There are many books that can contribute to change in your life. Indeed, Scripture is life-changing and extremely profound. Any reader of my past articles is well aware that I defend the veracity of Scripture and hold it in the highest regard. Yet I am also a lover of Greco-Roman mythology, Egyptian, Norse and others. Greek and Roman mythology, history and philosophy have always held my interest and enabled me to learn more about the world around me by utilizing concepts and ideas and filtering them through the lens of Scripture. 

So what is the whole point? Almost there, bear with me. I have completed my life up to the present time - my story continues today. And yourself? You are exactly where you need to be at in the story of your life. Whether you are to learn from an experience or grow from a conflict, take small comfort that you are where you need to be at this moment in time. Simply bear in mind that the story is not yet over.
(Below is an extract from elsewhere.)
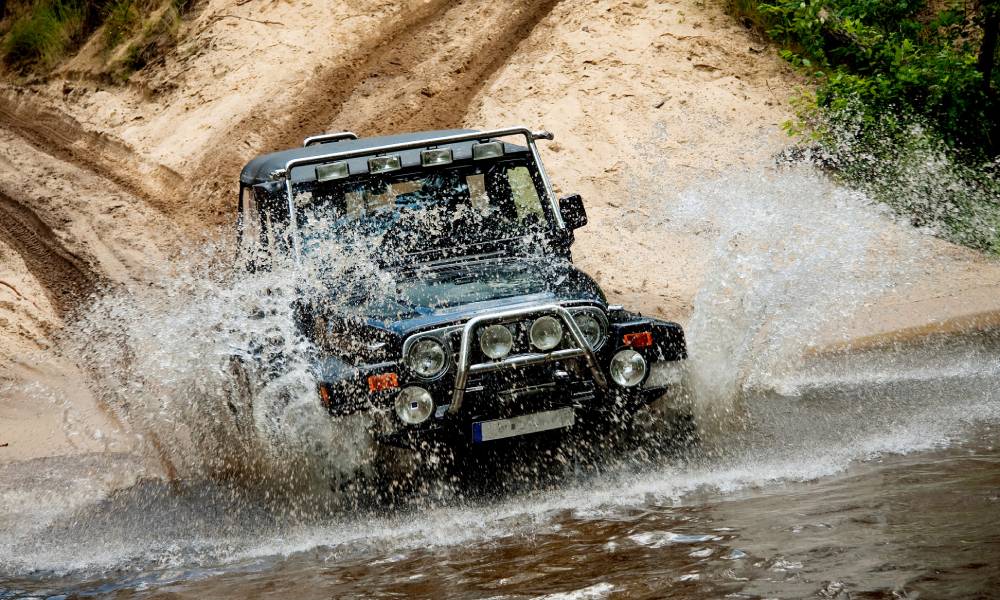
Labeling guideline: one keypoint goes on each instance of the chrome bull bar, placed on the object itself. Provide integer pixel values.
(464, 369)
I find that literature can provide an escape from this reality (which itself is not bad - we are humans taking on the role of our Creator by engaging in sub-creation), and emotions can be influenced by literature, can influence literature, and certainly our emotions have an influence on everyone around us. There are a thousand other points I wish to make and things I wish to say, but I shall save those for another day. To me, life is a grand mystery, and the inclusion of God in my life and my belief that He guides my life gives me comfort but also fills me with meaning and purpose. As sin-corrupted human beings, we make mistakes, and we sometimes fail. But I find that events in life can only be considered a "failure" if you choose to disregard the lessons you ought to have taken away from those experiences and if you choose to not allow that "failure" to somehow become a success.
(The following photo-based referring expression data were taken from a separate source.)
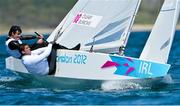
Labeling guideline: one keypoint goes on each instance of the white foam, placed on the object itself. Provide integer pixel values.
(119, 85)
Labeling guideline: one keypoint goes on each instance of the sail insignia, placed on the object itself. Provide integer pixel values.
(111, 38)
(165, 44)
(112, 26)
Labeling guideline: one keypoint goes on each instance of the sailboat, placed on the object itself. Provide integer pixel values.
(102, 27)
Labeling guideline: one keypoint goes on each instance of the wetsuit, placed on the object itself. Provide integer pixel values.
(37, 63)
(12, 45)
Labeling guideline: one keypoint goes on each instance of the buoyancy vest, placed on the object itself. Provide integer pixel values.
(15, 53)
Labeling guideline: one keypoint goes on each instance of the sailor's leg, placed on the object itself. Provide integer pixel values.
(52, 61)
(57, 46)
(39, 45)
Over the course of this past year, I have learned a lot. Literature, experience (especially learning about emotions), time spent with family and friends and a plethora of other things has contributed to my understanding of the world around me and my understanding of God, Scripture, and it has helped me to come to some sort of understanding with the ancient Greek aphorism "know thyself." C.S. Lewis once noted on experience, "Experience is a brutal teacher, but you learn. My God, do you learn." What does it all add up to? There are a dozen different conclusions I could make, and there are a lot of other things we could discuss. This is not the best article I have ever written nor is it intended to be the last, but it serves as more of a self-reflection on what has passed and what is to come. But please, do not let the darkness of your past cloud the promise of the present or the possibility of the future. Life is a challenge: accept it and face it head on. Discover what purpose you were created for, and live that purpose out to the best of your abilities. If I have learned anything this year, it is simply this: I have become once again like a child. 
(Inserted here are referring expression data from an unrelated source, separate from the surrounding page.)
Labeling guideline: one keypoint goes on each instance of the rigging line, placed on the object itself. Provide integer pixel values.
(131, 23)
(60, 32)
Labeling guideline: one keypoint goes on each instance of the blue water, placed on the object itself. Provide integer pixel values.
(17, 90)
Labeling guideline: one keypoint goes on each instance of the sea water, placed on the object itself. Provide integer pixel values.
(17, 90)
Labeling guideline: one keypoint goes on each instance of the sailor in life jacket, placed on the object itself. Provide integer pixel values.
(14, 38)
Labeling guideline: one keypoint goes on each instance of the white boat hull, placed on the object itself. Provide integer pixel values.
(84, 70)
Lewis once remarked that "I wrote this story for you, but when I began it I had not realized that girls grow quicker than books. As a result you are already too old for fairy tales, and by the time it is printed and bound you will be older still. But some day you will be old enough to start reading fairy tales again." I am old enough to read fairly tales again - from Tolkien and Lewis, from Greek to Roman myths, from Germanic folklore collected by the Brothers Grimm and many others. I am old enough to accept Scripture as the ultimate story - the myth come true, the greatest story ever told that spans the corners of space and time and fills my life and the universe with meaning. Emotions and literature - but more importantly my Creator - have taught me to be like a small child again. Sometimes all it takes for us to move forward in life is to view life through the eyes of a small child: we spend our childhood trying to grow up, and much like we long evermore for a return to that Edenic paradise we lost so long ago, we spend our adult lives longing to be young again.